Wasserstein Distance
Overview
Wasserstein distance (Earth Mover’s Distance) measures the minimum “cost” to transform one probability distribution into another. In data generation models like GARAGE, it quantifies the level of similarity between the real scRNA-seq data distribution and the generated synthetic data distribution.
Intuition: Given two distributions (real data \(P\) and generated data \(Q\)), the Wasserstein distance is the minimum amount of “mass” that must be moved — weighted by distance — to transform \(P\) into \(Q\).
Advantages
Works well for distributions that may not perfectly overlap.
Captures spatial/geometric relationships in the data.

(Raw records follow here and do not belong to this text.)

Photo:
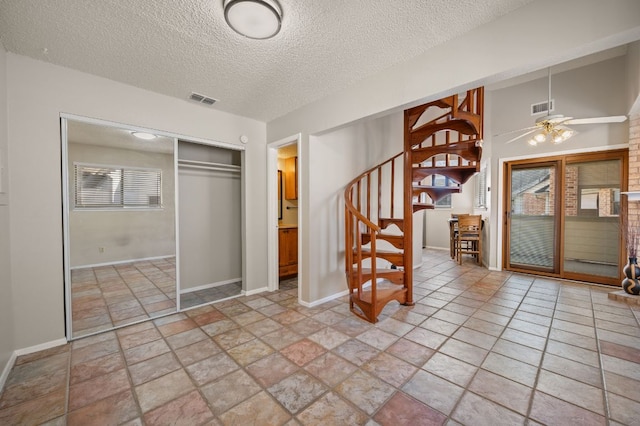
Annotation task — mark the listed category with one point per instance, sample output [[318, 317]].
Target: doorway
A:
[[284, 214], [563, 216]]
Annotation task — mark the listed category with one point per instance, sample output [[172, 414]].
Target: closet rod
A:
[[207, 163], [219, 169]]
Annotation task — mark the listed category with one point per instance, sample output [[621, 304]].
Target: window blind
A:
[[117, 187]]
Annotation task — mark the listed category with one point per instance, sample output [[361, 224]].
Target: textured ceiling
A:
[[176, 47]]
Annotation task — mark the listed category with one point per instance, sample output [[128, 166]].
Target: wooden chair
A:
[[453, 232], [469, 237]]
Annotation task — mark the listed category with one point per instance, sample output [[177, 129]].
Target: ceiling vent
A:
[[202, 99], [541, 107]]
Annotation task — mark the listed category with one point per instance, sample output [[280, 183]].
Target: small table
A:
[[453, 228]]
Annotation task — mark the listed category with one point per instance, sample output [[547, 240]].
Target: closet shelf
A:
[[632, 195], [209, 166]]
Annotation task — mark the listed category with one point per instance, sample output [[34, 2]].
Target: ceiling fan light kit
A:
[[554, 127], [256, 19]]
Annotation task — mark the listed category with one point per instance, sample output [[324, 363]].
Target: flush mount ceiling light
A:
[[144, 135], [257, 19]]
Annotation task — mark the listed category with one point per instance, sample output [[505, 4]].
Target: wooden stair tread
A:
[[386, 222], [422, 206], [394, 257], [461, 125], [395, 276], [460, 174], [470, 150], [382, 293], [436, 192], [396, 240]]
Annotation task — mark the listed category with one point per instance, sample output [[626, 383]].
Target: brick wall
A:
[[571, 191], [634, 167]]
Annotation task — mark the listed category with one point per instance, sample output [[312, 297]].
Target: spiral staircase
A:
[[441, 139]]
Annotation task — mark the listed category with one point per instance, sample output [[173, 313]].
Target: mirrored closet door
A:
[[120, 225]]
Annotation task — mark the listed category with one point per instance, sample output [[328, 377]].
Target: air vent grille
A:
[[196, 97], [541, 107]]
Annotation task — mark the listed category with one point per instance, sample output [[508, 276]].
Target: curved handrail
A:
[[348, 192]]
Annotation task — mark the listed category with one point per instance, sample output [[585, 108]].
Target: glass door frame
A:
[[560, 162], [553, 162]]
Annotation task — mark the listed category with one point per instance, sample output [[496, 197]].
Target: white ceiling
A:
[[176, 47]]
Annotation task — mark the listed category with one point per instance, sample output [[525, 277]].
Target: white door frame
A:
[[272, 206]]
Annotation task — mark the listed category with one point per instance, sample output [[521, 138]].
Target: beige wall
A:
[[595, 90], [502, 49], [337, 158], [37, 92], [7, 341]]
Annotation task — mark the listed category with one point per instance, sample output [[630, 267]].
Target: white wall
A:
[[7, 341], [633, 72], [37, 93], [336, 158]]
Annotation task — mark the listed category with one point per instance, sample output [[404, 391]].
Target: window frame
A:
[[124, 171]]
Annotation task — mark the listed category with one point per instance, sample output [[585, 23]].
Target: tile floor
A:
[[478, 348], [109, 296]]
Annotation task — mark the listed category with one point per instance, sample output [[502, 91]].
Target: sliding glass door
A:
[[592, 219], [532, 217], [563, 216]]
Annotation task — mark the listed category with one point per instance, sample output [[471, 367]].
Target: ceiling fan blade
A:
[[597, 120], [514, 131], [522, 135]]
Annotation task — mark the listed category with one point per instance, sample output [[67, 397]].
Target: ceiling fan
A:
[[555, 127]]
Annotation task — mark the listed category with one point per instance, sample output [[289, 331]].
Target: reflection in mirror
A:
[[120, 227]]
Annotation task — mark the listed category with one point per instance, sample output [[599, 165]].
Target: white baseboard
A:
[[256, 291], [120, 262], [7, 370], [437, 248], [26, 351], [41, 347], [208, 286], [325, 299]]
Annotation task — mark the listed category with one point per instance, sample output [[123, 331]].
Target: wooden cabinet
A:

Provides a single scalar that can be compared across datasets and models.
Limitations
Computationally expensive for large datasets (exact solution via Optimal Transport is \(O(n^3)\)).
Approximate solutions (Sinkhorn) reduce cost but introduce a regularisation bias.
Should be complemented with clustering-based metrics (ARI, NMI, F1).
Wasserstein Distance in GARAGE
After generating synthetic cell samples with GARAGE, the Wasserstein distance is computed between the generated and real data distributions. A small Wasserstein distance (e.g., \(\ll 0.1\) for normalised data) indicates that the synthetic data closely matches the real data.
Running the Computation
# Example: compute WD between real CBMC and generated output
python -m data_generation.wasserstein_distance \
--dataset cbmc \
--gen_csv data/gen_data/cbmc_data_mixdata_iter3_top_426.csv
The script:
Loads the real expression matrix (via
config.py).Loads the generated data CSV.
Normalises both matrices to sum-to-1 probability distributions.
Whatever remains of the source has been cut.